Il y a ce que l’on retient parce qu’on peut l’assimiler mais je ne veux pas oublier le reste, ce que ma sensibilité occidentale ne me permet pas d’apprécier, et que je garde précieusement comme le rappel des limites de toute culture. Celle dans laquelle on baigne au point de la penser naturelle, universelle, redevient le fruit d’une construction ; elle aussi porte une part d’arbitraire, qui fait partie de sa beauté. L’intuition que l’érudition historique ne suffirait pas à réduire la différence de sensibilité quelque part me réjouit : non seulement ma paresse intellectuelle s’en fait une excuse, mais je retrouve d’où vient le sens, la forme que l’on donne aux choses (une souris japonaise, toute souris qu’elle est, n’est pas représentée de la même manière, au-delà du style propre à l’artiste). Double plaisir de l’inconnu, donc, pour ce qu’il implique de découvertes en réserve et pour lui-même, pour le contraste que son altérité offre à notre identité. Cette leçon vaut bien une carpe, sans doute.

Les hanches glorieuses

La mode des années 1950, c’est un peu mon fantasme : je la connais très mal et m’y projette très bien. La taille cintrée, les hanches tantôt négligemment masquées, tantôt ostensiblement marquées… voilà la femme sablier, que ma morphologie rejoue en mettant la barre un peu plus haut, de la poitrine aux épaules. Qu’importe le décolleté… la coupe des vêtements sculpte la silhouette ; le regard n’a pas le temps de s’arrêter, il glisse le long du tissu qui l’éloigne du corps passé la taille et le fait si vite arriver à la cheville qu’il n’a qu’une hâte, remonter.

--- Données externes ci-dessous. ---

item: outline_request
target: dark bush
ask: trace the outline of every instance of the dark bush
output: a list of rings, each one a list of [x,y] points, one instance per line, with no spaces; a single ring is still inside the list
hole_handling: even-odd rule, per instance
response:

Qu’elles soient moulantes ou forment de larges cloches (mes préférées), les robes des années 1950 donnent une allure d’enfer. Moi qui ne jure que par la minijupe, je me prends à rêver de ces longueurs affolantes, et les robes que Chanel a raccourcies pour libérer le corps de la femme me paraissent bien tristes à côté des somptueuses prisons de tissus créées par Christian Dior ou Jacques Fath, mon nouveau héros. Ils ne lésinent pas sur le métrage, la débauche de tissu célébrant la fin de la guerre et de ses austères jupes droites au genoux, qui sont nées du rationnement et qu’on ne trouve plus guère que dans les écoles privées anglo-saxonnes.

L’exposition du palais Galliera me fait prendre conscience que l’histoire des robes n’a pas été tracée aux ciseaux, du long au court, qu’on les a retroussées et rabattues à loisir. La grande marche féministe étant grimpée, on pourrait relâcher les poings et laisser le tissu retomber avec l’élégance du New look passé et le confort des tissus modernes1, qui permettent de retrouver un peu de tenue.

 

1 Je le crie avec ma jupe Alexander Wang : vive le néoprène.